Jean-Claude Guillebaud, membre du jury, salue aussi une écriture: «Cela faisait longtemps que je n'avais pas vu de dépêches écrites», sourit-il. Preuve que dans un espace exigu de 700 mots, «on peut manifester son talent, sa sensibilité et s'émanciper». Loin de toute standardisation.
Remis en même temps que le prix audiovisuel, qui couronne Une peine infinie, histoire d'un condamné à mort, de David André, sur France 2, le reportage écrit est ainsi à la croisée des chemins, comme on ne dit pas au Prix Albert Londres, sauf à vouloir être éjecté d'office de la liste des prétendants.
Quel investissement ?
Mais la question de l'investissement physique, personnel, et de son éventuelle mise en scène est au cœur des débats des reporters. Le journaliste doit-il s'impliquer de façon cachée dans des zones à risque? Emmanuel Duparcq a son autobronzant, sa barbe, sa longue chemise et son gilet de Pachtoune pour aborder les quartiers sensibles de Karachi, capitale économique et plus grande ville du Pakistan. Delphine Minoui, grand reporter au Figaro primée en 2006, porte le voile en Iran et peut ainsi recueillir la parole des habitants.

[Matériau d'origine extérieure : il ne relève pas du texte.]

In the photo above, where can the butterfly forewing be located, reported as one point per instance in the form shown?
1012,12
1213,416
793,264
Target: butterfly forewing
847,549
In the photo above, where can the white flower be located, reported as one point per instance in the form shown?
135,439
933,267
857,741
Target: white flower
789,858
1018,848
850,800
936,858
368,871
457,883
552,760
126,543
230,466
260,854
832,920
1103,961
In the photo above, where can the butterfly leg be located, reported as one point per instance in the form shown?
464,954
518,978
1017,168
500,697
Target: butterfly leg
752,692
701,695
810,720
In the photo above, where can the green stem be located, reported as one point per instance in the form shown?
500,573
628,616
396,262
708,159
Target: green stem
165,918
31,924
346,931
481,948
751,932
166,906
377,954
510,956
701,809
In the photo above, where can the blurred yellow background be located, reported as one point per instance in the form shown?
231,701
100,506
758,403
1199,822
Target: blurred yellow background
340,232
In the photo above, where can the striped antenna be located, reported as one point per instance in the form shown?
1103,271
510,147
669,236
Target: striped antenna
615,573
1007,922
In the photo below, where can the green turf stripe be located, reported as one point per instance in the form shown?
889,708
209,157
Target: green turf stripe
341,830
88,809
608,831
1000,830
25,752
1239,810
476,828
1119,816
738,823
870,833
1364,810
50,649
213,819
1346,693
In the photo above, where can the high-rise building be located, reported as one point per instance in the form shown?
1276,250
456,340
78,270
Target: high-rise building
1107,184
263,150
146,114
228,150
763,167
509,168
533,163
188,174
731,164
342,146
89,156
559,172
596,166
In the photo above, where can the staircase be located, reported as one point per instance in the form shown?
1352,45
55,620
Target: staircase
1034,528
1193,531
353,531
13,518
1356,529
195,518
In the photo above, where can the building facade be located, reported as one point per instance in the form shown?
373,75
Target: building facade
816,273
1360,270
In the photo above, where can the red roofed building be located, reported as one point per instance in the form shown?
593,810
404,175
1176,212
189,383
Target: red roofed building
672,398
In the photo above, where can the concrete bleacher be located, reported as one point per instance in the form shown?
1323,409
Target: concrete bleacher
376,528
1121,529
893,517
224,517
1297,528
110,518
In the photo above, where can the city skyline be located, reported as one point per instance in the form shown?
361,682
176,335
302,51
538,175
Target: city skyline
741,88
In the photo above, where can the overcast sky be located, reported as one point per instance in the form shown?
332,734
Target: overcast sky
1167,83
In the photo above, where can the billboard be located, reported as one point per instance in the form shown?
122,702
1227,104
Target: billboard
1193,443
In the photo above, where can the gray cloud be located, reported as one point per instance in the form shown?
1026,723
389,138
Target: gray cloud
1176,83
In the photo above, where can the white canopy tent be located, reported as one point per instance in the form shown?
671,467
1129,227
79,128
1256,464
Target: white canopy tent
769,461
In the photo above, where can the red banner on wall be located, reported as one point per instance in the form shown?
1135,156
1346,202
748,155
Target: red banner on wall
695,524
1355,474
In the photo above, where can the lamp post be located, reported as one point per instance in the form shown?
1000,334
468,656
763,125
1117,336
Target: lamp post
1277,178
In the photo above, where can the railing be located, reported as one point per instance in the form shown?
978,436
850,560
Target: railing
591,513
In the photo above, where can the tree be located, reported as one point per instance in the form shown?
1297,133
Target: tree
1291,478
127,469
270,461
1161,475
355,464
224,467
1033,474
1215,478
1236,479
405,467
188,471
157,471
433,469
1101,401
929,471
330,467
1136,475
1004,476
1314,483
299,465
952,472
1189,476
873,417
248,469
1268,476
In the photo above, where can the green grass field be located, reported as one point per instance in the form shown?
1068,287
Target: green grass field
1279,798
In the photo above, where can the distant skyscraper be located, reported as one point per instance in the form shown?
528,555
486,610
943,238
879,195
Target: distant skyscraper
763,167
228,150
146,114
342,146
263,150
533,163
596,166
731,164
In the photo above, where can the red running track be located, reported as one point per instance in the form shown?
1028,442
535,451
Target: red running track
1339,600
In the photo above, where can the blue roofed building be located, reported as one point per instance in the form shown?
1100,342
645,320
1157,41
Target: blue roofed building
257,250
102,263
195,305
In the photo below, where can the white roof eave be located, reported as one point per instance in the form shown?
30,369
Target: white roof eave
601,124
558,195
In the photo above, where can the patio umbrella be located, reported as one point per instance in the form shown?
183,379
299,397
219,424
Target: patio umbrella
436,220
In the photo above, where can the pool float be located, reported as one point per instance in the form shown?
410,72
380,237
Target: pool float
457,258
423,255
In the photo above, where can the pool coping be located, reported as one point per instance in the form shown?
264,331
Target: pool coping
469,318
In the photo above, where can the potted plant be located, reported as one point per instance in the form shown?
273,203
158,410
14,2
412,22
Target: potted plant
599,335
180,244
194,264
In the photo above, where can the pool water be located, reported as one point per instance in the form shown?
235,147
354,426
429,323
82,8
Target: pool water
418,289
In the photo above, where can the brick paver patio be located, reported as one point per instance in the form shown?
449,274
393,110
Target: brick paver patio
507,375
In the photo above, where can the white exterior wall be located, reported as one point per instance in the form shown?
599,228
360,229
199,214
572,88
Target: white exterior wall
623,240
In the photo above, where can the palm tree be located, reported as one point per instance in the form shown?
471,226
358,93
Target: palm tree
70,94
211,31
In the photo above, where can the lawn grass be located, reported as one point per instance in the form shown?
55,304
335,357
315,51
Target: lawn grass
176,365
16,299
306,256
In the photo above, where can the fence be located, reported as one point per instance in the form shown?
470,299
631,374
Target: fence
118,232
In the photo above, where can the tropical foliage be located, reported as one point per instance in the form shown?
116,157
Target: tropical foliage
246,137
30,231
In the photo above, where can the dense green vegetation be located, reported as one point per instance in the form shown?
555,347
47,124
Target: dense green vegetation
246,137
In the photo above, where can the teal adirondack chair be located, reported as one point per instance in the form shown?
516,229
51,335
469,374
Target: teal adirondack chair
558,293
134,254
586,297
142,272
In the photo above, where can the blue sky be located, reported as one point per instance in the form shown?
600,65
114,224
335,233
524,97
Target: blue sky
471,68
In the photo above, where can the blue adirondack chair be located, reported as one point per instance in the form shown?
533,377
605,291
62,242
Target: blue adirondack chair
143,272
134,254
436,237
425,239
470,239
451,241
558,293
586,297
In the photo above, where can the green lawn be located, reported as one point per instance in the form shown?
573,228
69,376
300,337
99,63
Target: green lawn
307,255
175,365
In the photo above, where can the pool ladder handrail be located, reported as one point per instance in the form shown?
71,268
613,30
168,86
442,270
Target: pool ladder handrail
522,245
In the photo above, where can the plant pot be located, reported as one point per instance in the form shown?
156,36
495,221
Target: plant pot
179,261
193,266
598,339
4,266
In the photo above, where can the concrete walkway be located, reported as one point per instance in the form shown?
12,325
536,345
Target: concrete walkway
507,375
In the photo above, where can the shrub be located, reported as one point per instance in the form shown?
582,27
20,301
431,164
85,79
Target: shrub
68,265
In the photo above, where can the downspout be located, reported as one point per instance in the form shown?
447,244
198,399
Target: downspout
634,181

À l'inverse, Manon Loizeau, qui sortira en juin sur Arte Chronique d'un Iran interdit, a réalisé toute son enquête à partir de témoignages collectés sur You Tube… Jusqu'où peut aller le travestissement? Dès lors que l'on change de dimension, comme Arthur Frayer, ce reporter qui s'est mis dans la peau d'un maton pour écrire un livre sur la prison, les opinions divergent: «Il faut saluer son courage et il apporte quelque chose, estime Philippe Rochot, prix 1986. Mais il y a une tendance à chercher la performance pour faire vendre. Et la frontière entre journalisme et espionnage peut devenir poreuse.»
Que dire alors de l'émission Les Infiltrés, sur France 2, où règne la fausse identité et la caméra cachée? Elle a été écartée d'emblée de la présélection. Hervé Brusini, de France Télévisions, ne dissimule pas ses réserves: «S'infiltrer et ne pas se dévoiler, ce n'est pas nouveau, relève-t-il. Là où il y a un problème, c'est quand vous banalisez cette question et que la société “s'auto-infiltre”. Ce n'est pas difficile avec Facebook et les smartphones...»
encadré
Albert Londres cherche un parrain
Avec un budget de quelques dizaines de milliers d'euros, l'association du Prix Albert Londres, présidée par Annick Cojean, ne bénéficie plus des droits sur l'œuvre, tombée dans le domaine public. Elle a obtenu des lauréats le renoncement à leurs droits pour l'édition d'un livre et d'un coffret DVD, mais cherche un sponsor ou une fondation en accord avec son image.